Legal Aid argues at length that Matter of Hynes v. Hall (supra), Matter of Catterson v. Jones (supra), and Matter of Pirro v. LaCava (supra), are factually distinguishable and thus do not preclude the relief granted in the instant matter. While great effort is exerted to distinguish these cases, Legal Aid does not cite any relevant authority supporting the granting of the preindictment discovery order at bar. Certainly the instant case is somewhat distinguishable from the aforecited cases insofar as in those cases, the orders being reviewed prevented the District Attorney from actually testing the physical evidence, whereas here the respondent has imposed a less drastic requirement that the District Attorney give notice to the defendant of any testing and allow a defense representative to be present. In addition, here we are dealing with the crime scene and not just the apartment of the victim as in Matter of Kaplan v. Tomei (supra). Nevertheless, the instant proceeding is not distinguishable in a meaningful way. The irrefutable conclusion is that the Supreme Court and the County Court are without any authority to award an accused preindictment discovery of physical evidence, regardless of the specific type of discovery sought (see, Matter of Hynes v. Cirigliano, 180 A.D.2d 659, 579 N.Y.S.2d 171, supra). Thus, while factually distinguishable, the instant case falls squarely within the general rule.

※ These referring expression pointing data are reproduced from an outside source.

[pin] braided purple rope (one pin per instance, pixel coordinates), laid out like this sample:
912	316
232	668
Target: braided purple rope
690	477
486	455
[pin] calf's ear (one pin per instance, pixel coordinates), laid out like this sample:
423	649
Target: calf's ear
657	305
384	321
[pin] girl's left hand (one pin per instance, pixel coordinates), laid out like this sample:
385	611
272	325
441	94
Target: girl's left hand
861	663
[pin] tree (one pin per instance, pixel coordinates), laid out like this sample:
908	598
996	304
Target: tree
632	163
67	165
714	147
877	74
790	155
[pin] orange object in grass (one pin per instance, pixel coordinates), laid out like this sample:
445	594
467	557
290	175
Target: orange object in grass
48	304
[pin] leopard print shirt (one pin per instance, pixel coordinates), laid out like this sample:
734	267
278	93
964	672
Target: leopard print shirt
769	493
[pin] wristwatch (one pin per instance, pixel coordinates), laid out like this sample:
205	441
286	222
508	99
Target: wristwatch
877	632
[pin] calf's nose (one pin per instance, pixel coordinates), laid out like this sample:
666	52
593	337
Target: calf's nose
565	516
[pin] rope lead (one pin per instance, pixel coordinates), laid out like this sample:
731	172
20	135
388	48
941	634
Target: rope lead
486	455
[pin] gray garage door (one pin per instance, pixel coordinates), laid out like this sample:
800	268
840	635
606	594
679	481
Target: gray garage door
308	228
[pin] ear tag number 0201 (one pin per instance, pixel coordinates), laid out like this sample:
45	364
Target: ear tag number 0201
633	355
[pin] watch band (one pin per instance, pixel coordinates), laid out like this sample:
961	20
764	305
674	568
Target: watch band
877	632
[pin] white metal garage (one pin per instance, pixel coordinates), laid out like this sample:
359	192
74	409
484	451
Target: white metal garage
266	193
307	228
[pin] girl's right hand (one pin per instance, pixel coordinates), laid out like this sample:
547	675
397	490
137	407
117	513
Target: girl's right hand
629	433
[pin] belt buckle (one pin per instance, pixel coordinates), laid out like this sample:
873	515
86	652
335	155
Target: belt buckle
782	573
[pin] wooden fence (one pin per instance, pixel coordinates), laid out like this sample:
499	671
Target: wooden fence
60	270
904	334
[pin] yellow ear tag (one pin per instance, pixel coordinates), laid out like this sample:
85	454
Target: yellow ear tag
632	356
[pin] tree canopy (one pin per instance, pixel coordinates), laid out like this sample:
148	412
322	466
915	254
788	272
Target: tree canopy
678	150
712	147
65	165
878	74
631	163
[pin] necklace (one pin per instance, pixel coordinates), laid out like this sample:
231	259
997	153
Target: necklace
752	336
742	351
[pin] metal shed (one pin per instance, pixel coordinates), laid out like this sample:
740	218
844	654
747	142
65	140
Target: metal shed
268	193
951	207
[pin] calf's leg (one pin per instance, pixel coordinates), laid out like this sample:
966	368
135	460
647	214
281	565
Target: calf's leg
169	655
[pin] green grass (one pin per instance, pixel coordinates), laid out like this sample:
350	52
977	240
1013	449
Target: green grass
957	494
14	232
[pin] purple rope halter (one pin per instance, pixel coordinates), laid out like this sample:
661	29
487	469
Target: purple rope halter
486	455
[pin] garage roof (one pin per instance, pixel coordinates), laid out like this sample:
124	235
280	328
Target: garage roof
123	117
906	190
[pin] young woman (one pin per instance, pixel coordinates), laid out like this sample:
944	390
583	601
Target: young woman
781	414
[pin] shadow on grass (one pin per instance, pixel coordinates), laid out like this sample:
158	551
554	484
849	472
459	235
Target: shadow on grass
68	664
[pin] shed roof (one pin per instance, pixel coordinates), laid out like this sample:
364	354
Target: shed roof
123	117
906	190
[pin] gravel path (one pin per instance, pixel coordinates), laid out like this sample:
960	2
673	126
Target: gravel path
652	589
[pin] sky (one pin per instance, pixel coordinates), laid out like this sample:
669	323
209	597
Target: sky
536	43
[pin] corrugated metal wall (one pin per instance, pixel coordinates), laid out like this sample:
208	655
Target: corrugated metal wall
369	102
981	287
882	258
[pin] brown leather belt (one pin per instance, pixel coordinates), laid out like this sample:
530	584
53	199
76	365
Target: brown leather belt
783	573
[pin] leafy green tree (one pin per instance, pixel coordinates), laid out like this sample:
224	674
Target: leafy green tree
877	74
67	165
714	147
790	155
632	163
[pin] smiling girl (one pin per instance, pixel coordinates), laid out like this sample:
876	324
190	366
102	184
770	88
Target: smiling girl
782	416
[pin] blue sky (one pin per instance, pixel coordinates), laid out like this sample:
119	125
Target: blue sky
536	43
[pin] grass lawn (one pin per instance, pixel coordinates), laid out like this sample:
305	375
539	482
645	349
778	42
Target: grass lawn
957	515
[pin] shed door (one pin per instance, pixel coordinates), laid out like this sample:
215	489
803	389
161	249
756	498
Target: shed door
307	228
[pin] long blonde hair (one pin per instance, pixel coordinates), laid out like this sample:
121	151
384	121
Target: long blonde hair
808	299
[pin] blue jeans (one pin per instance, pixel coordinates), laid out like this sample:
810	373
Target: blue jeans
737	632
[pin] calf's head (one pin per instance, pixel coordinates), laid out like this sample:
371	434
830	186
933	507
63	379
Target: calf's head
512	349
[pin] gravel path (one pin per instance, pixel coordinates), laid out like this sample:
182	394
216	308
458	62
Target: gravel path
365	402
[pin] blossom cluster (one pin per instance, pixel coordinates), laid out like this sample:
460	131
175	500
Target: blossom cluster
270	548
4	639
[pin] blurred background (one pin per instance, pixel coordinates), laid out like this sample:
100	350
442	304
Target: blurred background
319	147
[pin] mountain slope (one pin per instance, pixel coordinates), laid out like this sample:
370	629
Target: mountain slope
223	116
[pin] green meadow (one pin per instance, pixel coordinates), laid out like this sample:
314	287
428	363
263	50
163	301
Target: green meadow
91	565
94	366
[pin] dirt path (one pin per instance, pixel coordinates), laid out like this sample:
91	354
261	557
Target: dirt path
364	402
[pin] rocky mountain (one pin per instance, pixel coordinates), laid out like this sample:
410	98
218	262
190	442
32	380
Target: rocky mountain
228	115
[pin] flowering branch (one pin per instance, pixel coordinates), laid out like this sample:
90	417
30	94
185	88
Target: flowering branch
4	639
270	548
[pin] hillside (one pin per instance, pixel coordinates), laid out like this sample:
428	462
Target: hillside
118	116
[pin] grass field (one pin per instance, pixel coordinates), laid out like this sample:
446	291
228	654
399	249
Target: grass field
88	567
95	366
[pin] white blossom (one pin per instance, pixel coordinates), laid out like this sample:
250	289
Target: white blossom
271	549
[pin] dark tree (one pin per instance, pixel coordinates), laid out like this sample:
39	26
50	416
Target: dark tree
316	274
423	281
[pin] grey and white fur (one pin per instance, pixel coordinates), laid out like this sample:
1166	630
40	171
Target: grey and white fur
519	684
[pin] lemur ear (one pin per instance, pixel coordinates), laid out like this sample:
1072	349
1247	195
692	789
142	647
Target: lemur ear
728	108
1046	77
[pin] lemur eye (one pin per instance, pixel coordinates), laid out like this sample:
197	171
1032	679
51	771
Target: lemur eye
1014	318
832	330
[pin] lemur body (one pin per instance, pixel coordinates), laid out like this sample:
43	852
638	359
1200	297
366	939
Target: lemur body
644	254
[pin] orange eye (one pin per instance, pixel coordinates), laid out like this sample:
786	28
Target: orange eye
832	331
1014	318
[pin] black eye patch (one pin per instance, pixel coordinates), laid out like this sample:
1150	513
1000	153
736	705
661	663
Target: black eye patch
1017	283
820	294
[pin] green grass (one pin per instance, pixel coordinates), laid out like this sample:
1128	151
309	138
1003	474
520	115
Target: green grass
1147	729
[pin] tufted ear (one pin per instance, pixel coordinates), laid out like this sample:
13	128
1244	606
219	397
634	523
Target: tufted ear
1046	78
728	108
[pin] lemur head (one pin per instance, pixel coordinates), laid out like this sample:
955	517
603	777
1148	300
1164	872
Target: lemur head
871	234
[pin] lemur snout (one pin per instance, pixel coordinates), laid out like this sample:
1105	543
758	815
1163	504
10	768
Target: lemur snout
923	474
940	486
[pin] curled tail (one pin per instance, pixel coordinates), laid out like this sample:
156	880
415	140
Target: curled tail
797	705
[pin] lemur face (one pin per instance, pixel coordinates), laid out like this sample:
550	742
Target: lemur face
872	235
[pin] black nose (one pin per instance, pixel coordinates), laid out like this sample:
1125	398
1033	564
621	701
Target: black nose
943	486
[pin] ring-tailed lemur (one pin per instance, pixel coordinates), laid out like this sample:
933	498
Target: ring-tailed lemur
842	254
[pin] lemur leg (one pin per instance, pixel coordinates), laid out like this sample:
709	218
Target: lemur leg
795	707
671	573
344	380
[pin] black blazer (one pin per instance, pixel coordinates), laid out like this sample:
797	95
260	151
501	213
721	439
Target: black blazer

In its answer and memorandum of law filed on behalf of Timmons, Legal Aid argues further that because this is a potential capital prosecution, heightened standards of review justify the granting of a motion for preindictment discovery to ensure evidentiary reliability. While certainly the potential imposition of a sentence of death is a matter of utmost concern, the Legislature has not recognized a special need for preindictment discovery in capital cases and such a right may not be judicially created (see, People v. Cajigas, 174 Misc.2d 472, 665 N.Y.S.2d 789; People v. Shulman, 172 Misc.2d 535, supra, at 541, 658 N.Y.S.2d 794; People v. Rodriguez, 168 Misc.2d 219, 647 N.Y.S.2d 350). There simply is no heightened right to preindictment discovery in capital cases (Matter of Hynes v. Hall, 240 A.D.2d 746, 660 N.Y.S.2d 1001, supra; Matter of Pirro v. LaCava, supra; People v. Shulman, 172 Misc.2d 535, 658 N.Y.S.2d 794, supra; People v. Williamson, 172 Misc.2d 172, 657 N.Y.S.2d 318, supra; People v. Prater, 170 Misc.2d 327, 648 N.Y.S.2d 228, supra; People v. Bastien, 170 Misc.2d 103, 649 N.Y.S.2d 979, supra; People v. Hale, 167 Misc.2d 872, 638 N.Y.S.2d 886, supra). Moreover, insofar as there is no general constitutional right to discovery in a criminal case, the instant preindictment discovery order may not be premised upon notions of due process (see, Matter of Miller v. Schwartz, 72 N.Y.2d 869, supra, at 870, 532 N.Y.S.2d 354, 528 N.E.2d 507).
Accordingly, in the complete absence of any authority supporting the court's preindictment discovery order, and in the exercise of our discretion based upon the facts and circumstances of this case, the petition is granted and enforcement of the order of the Supreme Court, Queens County, dated July 11, 1997, is prohibited.
ADJUDGED that the petition is granted, without costs or disbursements, and the enforcement of the order of the Supreme Court, Queens County, dated July 11, 1997, is prohibited.
MANGANO, P.J., and PIZZUTO and KRAUSMAN, JJ., concur.